Routing decision: ✓ reuse as-is
Copy the @example line and wire @returns → @takes across your pipeline.

Three outcomes: nlp-reuse (copy the example), nlp-verify (found a candidate, check field types), llm-generate (nothing exists, generate new code). The routing is per-result, not per-query.

The confidence-lead insight

Absolute TF-IDF scores break down on short queries.

“Add timestamps” is two tokens. The cosine similarity space is sparse — no query gets a high absolute score because there aren’t enough terms to intersect with. A match at 20% absolute score might be exactly correct. But a threshold-based router that requires 45% would escalate to the LLM anyway.

The fix is to route on the relative gap between the top two results, not the absolute score of the first:

function deriveRouting(contract, matchScore, confidentLead = false) {
  const complexity = contract.complexity || 'simple';
  if (complexity === 'complex')                       return 'llm-generate';
  if (complexity === 'moderate' && matchScore < 0.4)  return 'llm-generate';
  if (complexity === 'moderate')                      return 'nlp-verify';
  if (confidentLead && matchScore >= 0.15)            return 'nlp-reuse';
  if (matchScore >= 0.45)                             return 'nlp-reuse';
  if (matchScore >= 0.15)                             return 'nlp-verify';
  return 'llm-generate';
}

confidentLead is true when the top result scores ≥1.8× the second-place result. If one contract clearly outranks the rest, that is a confident match — just at a different scale than a long-query match. The threshold drops from 0.45 to 0.15.

Short-query escalation to LLM drops significantly. The logic correctly routes “add timestamps” to nlp-reuse at a 22% absolute score, because second place is at 11%.

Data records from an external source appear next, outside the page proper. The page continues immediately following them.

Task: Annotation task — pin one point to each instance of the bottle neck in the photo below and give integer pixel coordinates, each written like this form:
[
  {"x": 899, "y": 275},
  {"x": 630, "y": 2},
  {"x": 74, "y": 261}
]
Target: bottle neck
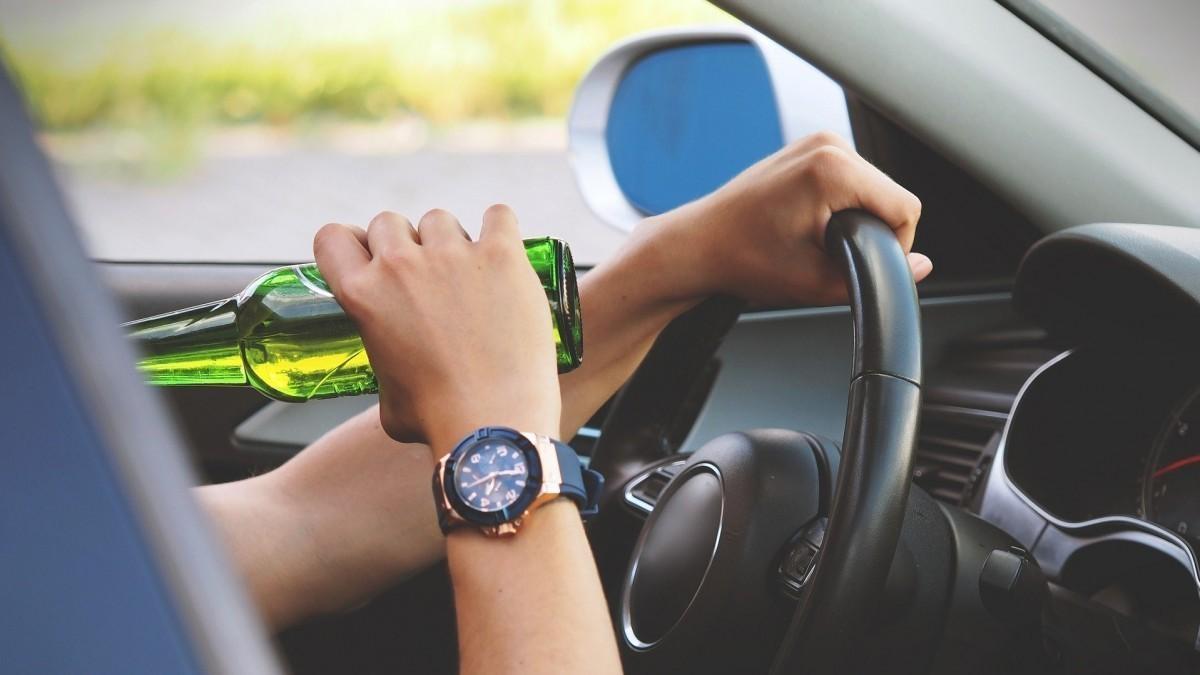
[{"x": 197, "y": 345}]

What this means for agent architectures

The standard agentic pattern sends a natural-language description of a need to an LLM and waits for it to generate or find an answer. That’s appropriate when the answer doesn’t exist. It’s wasteful — and often wrong — when the answer is already in the codebase.

An agent that knows its own codebase should query the contract index before calling the LLM. The flow:

Receive a sub-task: “add audit tracking to the Invoice model”
Query the contract index with the natural-language need
If nlp-reuse: extract the @example, wire it in, no LLM call
If nlp-verify: show the candidate to a small model for type-checking only
If llm-generate: send to the LLM, write the code, then write a new contract for it

The LLM’s role narrows to genuine generation — the cases where nothing exists. Every retrieval hit reduces the token budget for the session and removes one source of hallucinated API usage.

The broader principle: an LLM operating in a structured codebase shouldn’t treat the codebase as opaque. It should have a queryable model of what exists. Contracts are that model — structured enough for TF-IDF retrieval, rich enough to reconstruct usage from @example + @returns + @takes alone.

The codebase stops being a black box you ask the LLM to describe. It becomes a typed index you can search directly. The LLM handles everything the index can’t — which, after 110 contracts across five packages, turns out to be less than you’d expect.